In contrast, an educational approach would more likely begin with a puzzle: How come a white mother can have a Black baby, but a Black mother cannot have a white baby? The answer would explore the development of the “one-drop rule” where any hint of African ancestry makes a person “Black.” Looking at legislation, court rulings and the Census, you would analyze how a distinctive racial hierarchy emerged in the United States, with anti-Black racism entrenched as a central feature of our politics, economy and culture.

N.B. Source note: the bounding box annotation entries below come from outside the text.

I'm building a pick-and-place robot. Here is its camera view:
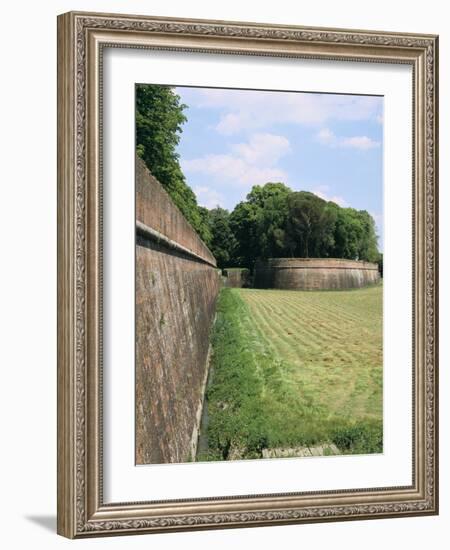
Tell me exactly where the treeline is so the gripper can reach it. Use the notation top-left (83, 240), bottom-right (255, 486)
top-left (136, 85), bottom-right (381, 268)
top-left (204, 187), bottom-right (380, 268)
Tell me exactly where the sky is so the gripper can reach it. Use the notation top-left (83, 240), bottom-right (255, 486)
top-left (175, 87), bottom-right (383, 250)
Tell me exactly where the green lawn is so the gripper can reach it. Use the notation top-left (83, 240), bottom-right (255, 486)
top-left (197, 286), bottom-right (382, 460)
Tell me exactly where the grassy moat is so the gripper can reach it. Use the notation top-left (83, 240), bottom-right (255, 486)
top-left (197, 285), bottom-right (383, 461)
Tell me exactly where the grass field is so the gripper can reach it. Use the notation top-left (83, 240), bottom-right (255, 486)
top-left (198, 286), bottom-right (382, 460)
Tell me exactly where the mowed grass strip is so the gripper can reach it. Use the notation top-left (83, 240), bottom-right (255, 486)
top-left (198, 286), bottom-right (382, 460)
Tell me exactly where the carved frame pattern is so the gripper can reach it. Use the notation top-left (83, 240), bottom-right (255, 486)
top-left (58, 12), bottom-right (438, 538)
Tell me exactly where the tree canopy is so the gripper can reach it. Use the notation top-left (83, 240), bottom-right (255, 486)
top-left (136, 84), bottom-right (211, 244)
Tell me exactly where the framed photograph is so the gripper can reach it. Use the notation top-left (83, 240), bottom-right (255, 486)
top-left (58, 12), bottom-right (438, 538)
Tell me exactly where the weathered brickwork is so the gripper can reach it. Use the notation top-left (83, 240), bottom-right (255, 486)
top-left (223, 267), bottom-right (251, 288)
top-left (136, 159), bottom-right (220, 464)
top-left (255, 258), bottom-right (380, 290)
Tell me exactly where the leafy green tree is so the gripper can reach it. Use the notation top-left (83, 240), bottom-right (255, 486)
top-left (230, 183), bottom-right (292, 267)
top-left (208, 207), bottom-right (236, 269)
top-left (136, 84), bottom-right (210, 242)
top-left (286, 191), bottom-right (337, 258)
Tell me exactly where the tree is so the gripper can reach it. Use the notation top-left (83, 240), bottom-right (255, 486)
top-left (208, 207), bottom-right (236, 269)
top-left (230, 183), bottom-right (292, 267)
top-left (136, 84), bottom-right (209, 241)
top-left (286, 191), bottom-right (337, 258)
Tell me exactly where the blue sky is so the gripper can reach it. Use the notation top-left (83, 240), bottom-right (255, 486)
top-left (175, 87), bottom-right (383, 250)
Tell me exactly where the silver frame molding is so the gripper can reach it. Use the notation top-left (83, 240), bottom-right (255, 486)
top-left (58, 12), bottom-right (438, 538)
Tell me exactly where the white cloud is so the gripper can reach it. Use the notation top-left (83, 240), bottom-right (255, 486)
top-left (316, 128), bottom-right (380, 151)
top-left (194, 186), bottom-right (224, 208)
top-left (181, 134), bottom-right (290, 186)
top-left (177, 88), bottom-right (382, 135)
top-left (231, 134), bottom-right (291, 166)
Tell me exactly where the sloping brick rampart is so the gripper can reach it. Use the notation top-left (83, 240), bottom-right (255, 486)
top-left (255, 258), bottom-right (380, 290)
top-left (136, 159), bottom-right (220, 464)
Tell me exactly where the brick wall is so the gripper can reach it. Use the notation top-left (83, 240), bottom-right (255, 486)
top-left (255, 258), bottom-right (380, 290)
top-left (136, 159), bottom-right (220, 464)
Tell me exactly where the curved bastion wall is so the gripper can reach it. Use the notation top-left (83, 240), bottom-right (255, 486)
top-left (254, 258), bottom-right (380, 290)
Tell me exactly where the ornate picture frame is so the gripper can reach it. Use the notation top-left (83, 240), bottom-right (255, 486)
top-left (58, 12), bottom-right (438, 538)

You would also delve into the fascinating history of “whiteness.” Prior to the 1940s, the Irish, Italians, Slavs and Hebrews were seen as separate races, markedly inferior in intellect and moral virtue to the likes of Anglo-Saxons and Scandinavians. How did all of these different groups become “white”? In terms of culture and status, academic publications, films and literary works would provide the foundation for grappling with the “multiplicity” of whiteness, drawing attention to the ways in which white people have been divided along the lines of class, religion and region, just to name a few salient sociological categories.
Regarding white supremacy, you would be asked to consider its many different forms, from plantation slavery to sharecropping, lynching, voting restrictions and redlining in housing. You would also be asked to assess the meaning of white supremacy today, including how you would respond to the Black scholars who reject this term on the grounds that “it racializes a lot of problems that a lot of people face, even when race is not the answer.”
Given the urgency and the newfound will to reckon with past and present racial discrimination, it is unfortunate that colleges and universities have resorted to trainings. Often proven to be superficial and ineffective, diversity training should not be the default response for institutions. Instead, colleges and universities should invest in the most powerful tool of all to combat racial injustice: education.